But now it leadsout.
Bane takes my arm. Not pulling—supporting. His hand trembles against my elbow. The adrenaline is fading and the sedative ghosts are creeping back in, and I can feel the slight sway in his step as we walk through the door. I press against his side. Equal weight.
The corridor is long and each step makes my stomach curl. Doors on both sides—steel, each one with an electronic lock. Each one a cell. Behind each one, someone breathing. Someone waiting. Someone who doesn't have a Bane.
"Here." I stop right in front of Wren’s door.
The door is already open. Two paramedics are inside—one crouched beside the bed, the other unfolding a stretcher. Aguard stands in the corridor, older, following orders he doesn't like but follows anyway.
Wren is on the mattress.
My legs almost give out.
She's small. So much smaller than her voice through the wall suggested—curled on her side, dark hair matted against her face, her scrubs torn at the collar. Blood. On her mouth. On her chin. A dark smear across her cheekbone that's already swelling purple. Her lip is split—deep, still oozing—and there are marks on her arms. Finger-shaped bruises.
The kind that come from being held down.
This is what I heard through the wall. The slap. The screaming. The silence after.
"Wren." I'm on my knees beside the mattress before I register moving. The paramedic glances at me—assessing, professional—and shifts to give me space. "Wren, it's Max."
Her eyes flutter. Half-open. Glassy. She's there and not there—drifting at the edge of consciousness, her gaze sliding past me, finding me, losing me again.
"Max?" Barely a whisper. Her hand moves—slow, searching—and I catch it. Hold it. Her fingers are ice cold. Her grip is nothing. A ghost's grip.
"I'm here. I'm getting you out of here. Right now. Do you hear me?"
Her eyes focus. Just for a second. Just long enough to see me. To know it's real.
"You... came."
"I told you I would."
Her eyes close. Her hand goes limp in mine. The paramedic leans in—checking her pulse, tilting her head, shining a penlight. His partner locks the stretcher into position beside the bed.
"We need to move her," the paramedic says.
They lift her. Careful, practiced—one under her shoulders, one under her knees. She makes a sound when they move her—a small, broken thing, barely a whimper—and her face turns into the paramedic's shoulder the way a child's would. Instinctive. Seeking safety in the nearest body.

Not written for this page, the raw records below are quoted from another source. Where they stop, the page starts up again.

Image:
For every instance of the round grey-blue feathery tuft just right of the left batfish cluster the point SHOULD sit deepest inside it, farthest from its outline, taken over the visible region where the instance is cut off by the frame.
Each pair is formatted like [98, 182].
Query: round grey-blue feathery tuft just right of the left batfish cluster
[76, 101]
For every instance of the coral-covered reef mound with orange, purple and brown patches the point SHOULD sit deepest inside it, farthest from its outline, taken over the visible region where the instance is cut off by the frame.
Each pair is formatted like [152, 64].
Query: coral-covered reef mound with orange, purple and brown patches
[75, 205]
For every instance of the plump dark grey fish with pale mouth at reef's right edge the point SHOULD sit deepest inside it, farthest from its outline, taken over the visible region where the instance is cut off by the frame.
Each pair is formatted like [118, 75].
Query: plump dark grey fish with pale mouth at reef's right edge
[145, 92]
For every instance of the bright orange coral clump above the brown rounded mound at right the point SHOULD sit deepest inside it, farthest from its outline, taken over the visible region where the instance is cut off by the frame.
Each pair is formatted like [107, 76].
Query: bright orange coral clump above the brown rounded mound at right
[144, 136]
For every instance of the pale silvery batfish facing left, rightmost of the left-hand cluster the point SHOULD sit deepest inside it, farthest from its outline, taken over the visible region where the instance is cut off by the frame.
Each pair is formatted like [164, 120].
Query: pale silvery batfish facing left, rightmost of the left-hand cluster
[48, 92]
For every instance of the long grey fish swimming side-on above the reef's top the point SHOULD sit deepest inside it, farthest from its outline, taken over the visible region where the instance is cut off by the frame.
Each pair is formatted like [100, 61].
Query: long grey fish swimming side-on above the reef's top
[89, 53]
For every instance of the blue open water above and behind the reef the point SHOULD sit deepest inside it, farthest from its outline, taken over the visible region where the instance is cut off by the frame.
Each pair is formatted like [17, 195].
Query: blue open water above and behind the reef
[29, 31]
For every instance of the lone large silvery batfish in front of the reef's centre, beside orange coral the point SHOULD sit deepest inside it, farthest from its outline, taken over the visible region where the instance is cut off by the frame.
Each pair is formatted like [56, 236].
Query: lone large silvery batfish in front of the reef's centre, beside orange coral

Bane watches from the doorway. His face is unreadable. But his split knuckles flex at his sides and I can feel the violence radiating off him—not the explosive fury from the cell, something quieter. Colder. The kind that files things away for later.

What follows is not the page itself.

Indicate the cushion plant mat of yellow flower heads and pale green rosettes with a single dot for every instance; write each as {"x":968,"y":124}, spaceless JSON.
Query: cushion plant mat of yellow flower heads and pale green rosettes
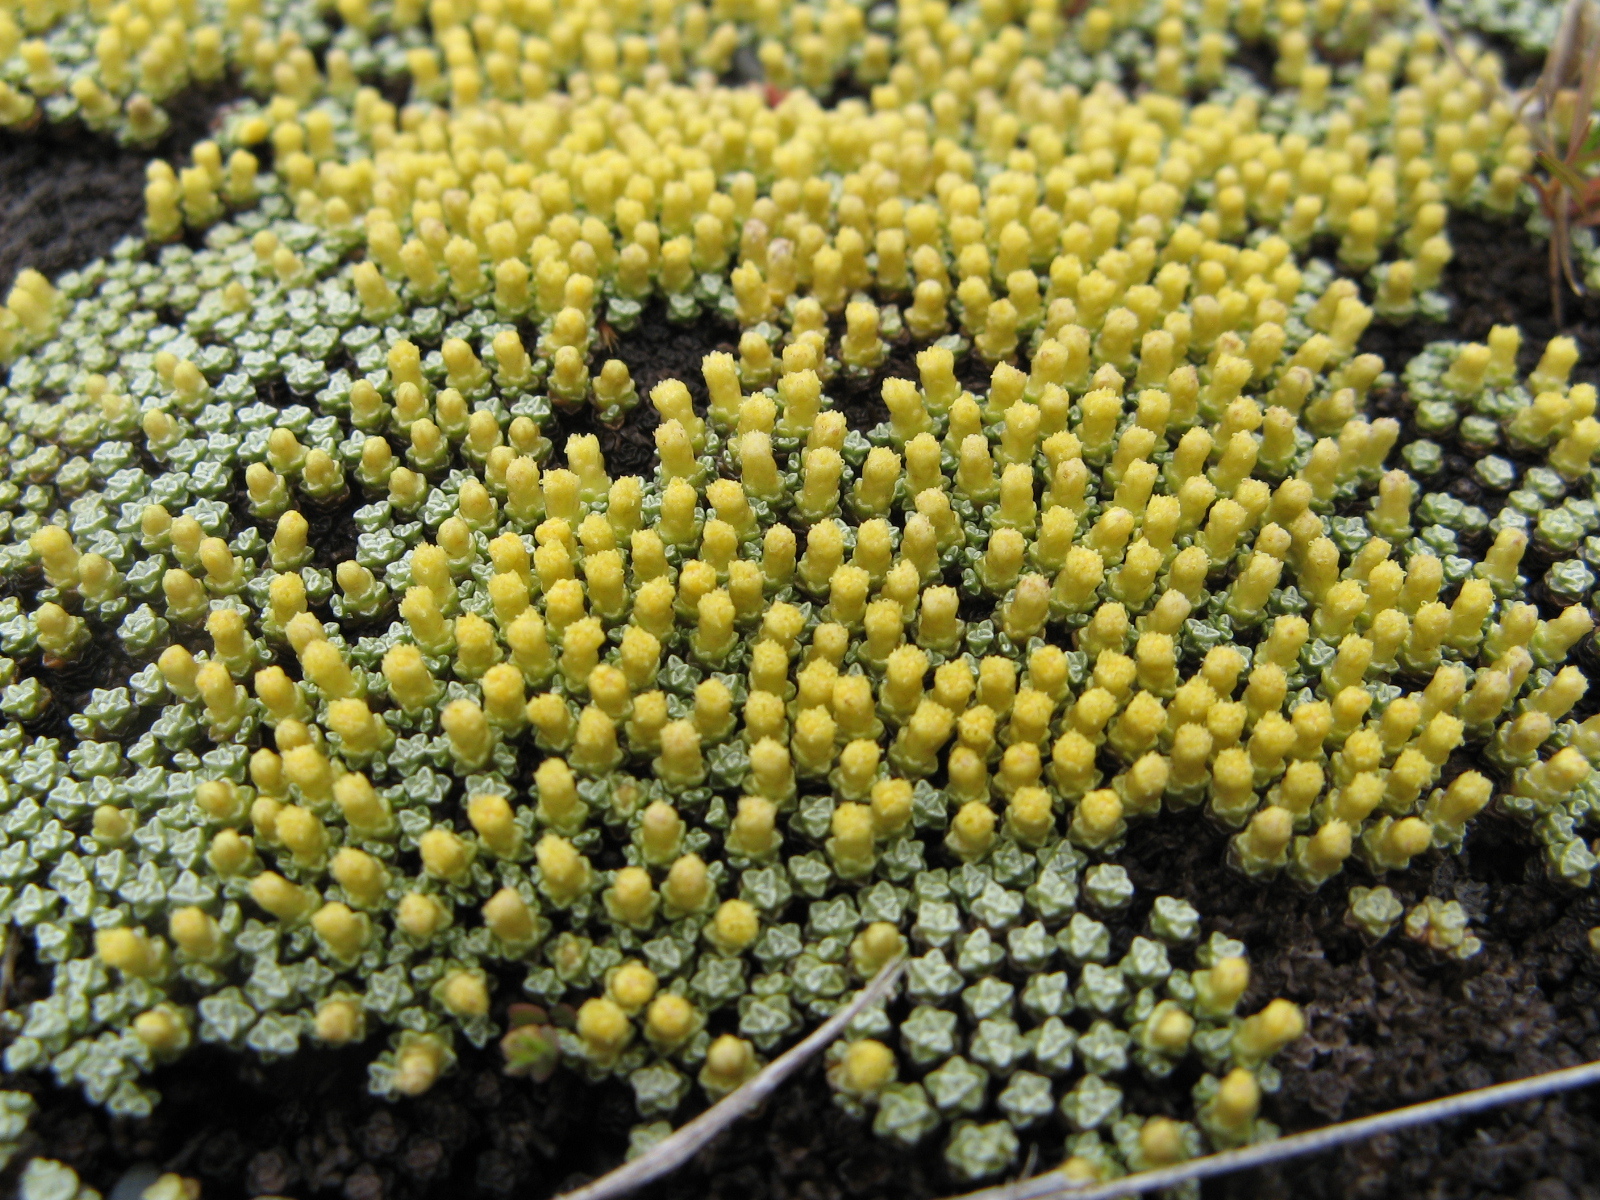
{"x":697,"y":753}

They strap her to the stretcher. I walk beside it. My hand finds hers again—limp, cold, but I hold it anyway. Hold it down the corridor. Past the steel doors. Past the locks.
Through a door. The smell changes from bleach to cold air. To exhaust. To outside.
The loading dock.
Just after dusk. Deep purple light filtering through the gap under the rolling door. The first sky I've seen in—how long? Four days? Five? The air hits my face and I breathe it in so deep my ribs ache.
The ambulance is already backed up to the dock, rear doors open, lights strobing red and white through the pre-dawn gray. A black sedan idles on the concrete apron beside it. Tinted windows. Engine running.
Bane squints at the driver's side. His body, which has been running on fumes and fury for the last twenty minutes, goes still. Then something shifts in his posture—a fraction of the tension releasing, his shoulders dropping by a degree.
"Reyes," he says. Barely audible. To me: "He's ours. Atlas sent him."
The paramedics roll the stretcher toward the ambulance. I keep pace. My hand still in hers.
"Wren." I lean down. Close. My mouth near her ear. "You're going to the hospital. They're going to take care of you. And I'm going to find you. A few days. I promise."